Just thought I'd post up these panes that I restored, a smooth and jack plane by Stanley.

Before 

















After

































- Rich


----------



## JMC'sLT30 (Oct 26, 2010)

Nice job, I've been on ebay a lot lately and I can't keep up with the prices they are paying.:thumbsup:


----------



## knotscott (Nov 8, 2007)

Wow! That's a major transformation. Congrats on a superb job! I love seeing new life breathed into these things. :thumbsup:


----------



## ACP (Jan 24, 2009)

Excellent job on the restore, those both look wonderful!


----------



## Hendo446 (Nov 25, 2009)

They look great. I'm assuming you re-did the japanning? If so how do you do that? Or where could I go to find out what the process is?


----------



## Brink (Nov 22, 2010)

Those are some good looking planes. You are going to use them, right? :^)


----------



## Rick C. (Dec 17, 2008)

Wow nice job:thumbsup:


----------



## BWSmith (Aug 24, 2010)

Cool........really like the size of a 5.BW


----------



## IllPope (Feb 25, 2011)

Thanks for all the encouragement guys!

Yes, I do use them. That'll continue in the future. I finally got my sharpening jig, and these are a peach to use after the resto. Not one instance of tearout either. 

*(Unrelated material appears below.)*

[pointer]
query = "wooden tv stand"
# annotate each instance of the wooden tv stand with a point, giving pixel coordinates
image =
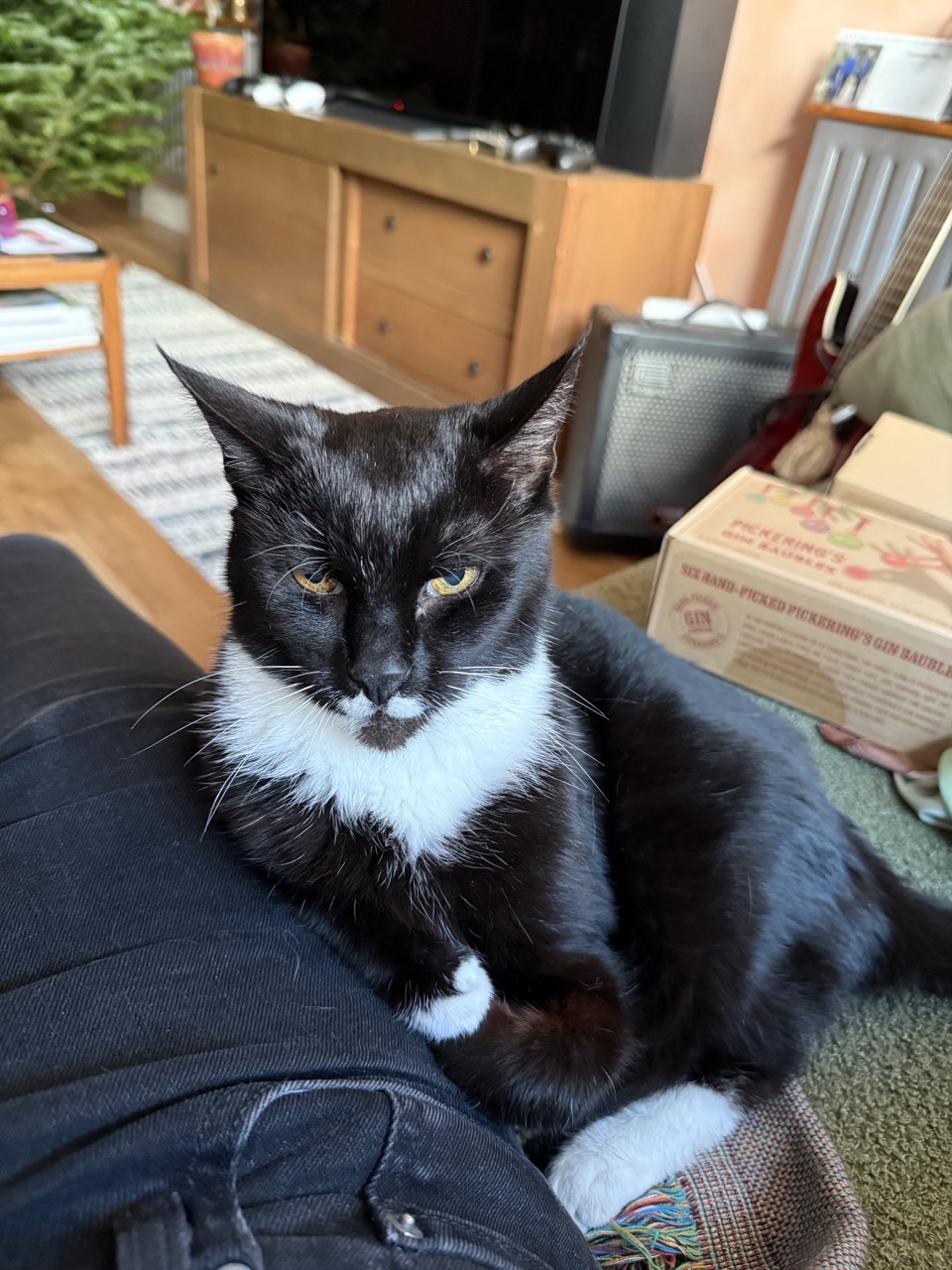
(414, 268)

To re-japan: Soak in paint thinner (10 minutes) scrub with brass brush (dremels work too) rinse and repeat... Oh 20, 25 times. Rinse off and dry, bust any rust you see, rinse and dry again. I used engine enamel, semi-gloss as recommended elsewhere. Start out with very light coats and build slowly. As in the first few coats are really just mistings. Put a new coat on every five to ten until you're satisfied. 
- Rich


----------



## IllPope (Feb 25, 2011)

Oh yeah, JMC. I actually purchased these off of a personal collector who owns the lumber yard I use. I paid 20 a piece. eBay may be overpriced on 4s and 5s, but some of the less popular (and hence more rare) are actually pretty decent. I saw a no 7 jointer for 60 BIN, and I saw bids with 18 hrs left around 40. Bout the same condition mine were in. 
- Rich


----------



## glh17 (Jul 7, 2010)

Great Job!!


----------



## mohsin (Mar 2, 2011)

The newer ones can never be as good. Well Done

Mohsin
www.Brandedtools.co.uk


----------



## cjward (Feb 15, 2011)

Nice job on the restoration. Wgen I restore them I generally use the elecrolysis method. Pretty simple to do but still have to use a brush afterwards


----------



## Brace (Feb 24, 2011)

Looks perfect. I use a vinegar to remove rust.


----------